Penanganan anak auitistik seharusnya tidak tertuju kepada keinginan agar anak mampu berbicra, tetapi memahami apapun yang dikatakan oleh orang lain. Perkenalkan kepada anak berbagai kegiatan untuk mengembangkan minat anak auitstik dalam dunia disekitarnya. Selain meningkatkan pemahaman anak autis, upaya selanjutnya adalah sedapat mungkin mengurangi atau menghilangkan ciri negatif yang ada pada anak. Misalnya anak autis yang cenderung membenturkan kepala untuk mencari perhatian, peganglah kepala anak sambil diusap-usap. Dengan cara seperti ini anak merasa diperhatikan.
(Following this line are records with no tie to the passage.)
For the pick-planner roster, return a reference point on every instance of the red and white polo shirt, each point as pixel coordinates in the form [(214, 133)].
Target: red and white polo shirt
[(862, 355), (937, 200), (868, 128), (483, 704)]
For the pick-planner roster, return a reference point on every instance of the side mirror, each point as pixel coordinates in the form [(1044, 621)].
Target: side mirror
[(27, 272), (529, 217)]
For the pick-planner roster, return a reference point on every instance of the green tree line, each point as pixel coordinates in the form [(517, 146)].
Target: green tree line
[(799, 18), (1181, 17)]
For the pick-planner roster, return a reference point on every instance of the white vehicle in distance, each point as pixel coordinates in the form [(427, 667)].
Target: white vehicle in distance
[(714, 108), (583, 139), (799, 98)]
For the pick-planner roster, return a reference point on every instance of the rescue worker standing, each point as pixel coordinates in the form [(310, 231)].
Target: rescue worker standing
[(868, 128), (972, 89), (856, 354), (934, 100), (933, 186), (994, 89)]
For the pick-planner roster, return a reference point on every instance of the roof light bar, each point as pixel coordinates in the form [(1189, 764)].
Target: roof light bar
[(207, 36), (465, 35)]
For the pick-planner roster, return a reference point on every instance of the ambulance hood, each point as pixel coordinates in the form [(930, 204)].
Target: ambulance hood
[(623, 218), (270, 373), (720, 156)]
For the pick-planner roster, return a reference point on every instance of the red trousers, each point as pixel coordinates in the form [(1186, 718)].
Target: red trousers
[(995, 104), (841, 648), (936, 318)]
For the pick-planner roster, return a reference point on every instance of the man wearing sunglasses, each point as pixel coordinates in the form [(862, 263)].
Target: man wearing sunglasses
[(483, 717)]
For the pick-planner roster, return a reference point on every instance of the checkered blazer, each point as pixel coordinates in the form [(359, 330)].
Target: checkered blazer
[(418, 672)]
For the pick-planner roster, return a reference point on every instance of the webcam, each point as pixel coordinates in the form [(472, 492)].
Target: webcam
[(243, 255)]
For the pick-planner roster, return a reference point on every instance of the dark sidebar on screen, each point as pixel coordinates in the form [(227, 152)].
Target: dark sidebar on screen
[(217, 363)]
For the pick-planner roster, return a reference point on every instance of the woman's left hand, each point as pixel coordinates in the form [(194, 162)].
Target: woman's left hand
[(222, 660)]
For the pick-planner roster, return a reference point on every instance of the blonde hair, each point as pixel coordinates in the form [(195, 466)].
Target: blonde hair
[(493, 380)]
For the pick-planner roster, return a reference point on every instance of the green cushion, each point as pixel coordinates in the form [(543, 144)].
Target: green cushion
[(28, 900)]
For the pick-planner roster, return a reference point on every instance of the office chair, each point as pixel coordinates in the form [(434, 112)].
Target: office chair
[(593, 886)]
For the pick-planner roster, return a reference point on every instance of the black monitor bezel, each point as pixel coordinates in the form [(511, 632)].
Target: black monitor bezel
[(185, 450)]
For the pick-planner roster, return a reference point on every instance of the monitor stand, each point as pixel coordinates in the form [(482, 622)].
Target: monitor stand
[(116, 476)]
Para orang tua perlu menanamkan pemahaman kepada anak bhawa dalam kehidupan didunia ini ada aturan-aturan yang perlu ditaati. Aturan itu ada disekolah, dirumah, dan dalam kehidupan masyarakat. Misalnya mengajarkan anak untuk taat terhadap aturan waktu salat, maka orang tua perlu memberikan contoh keteladanan berupa salat lima waktu sesuai dengan waktu salat.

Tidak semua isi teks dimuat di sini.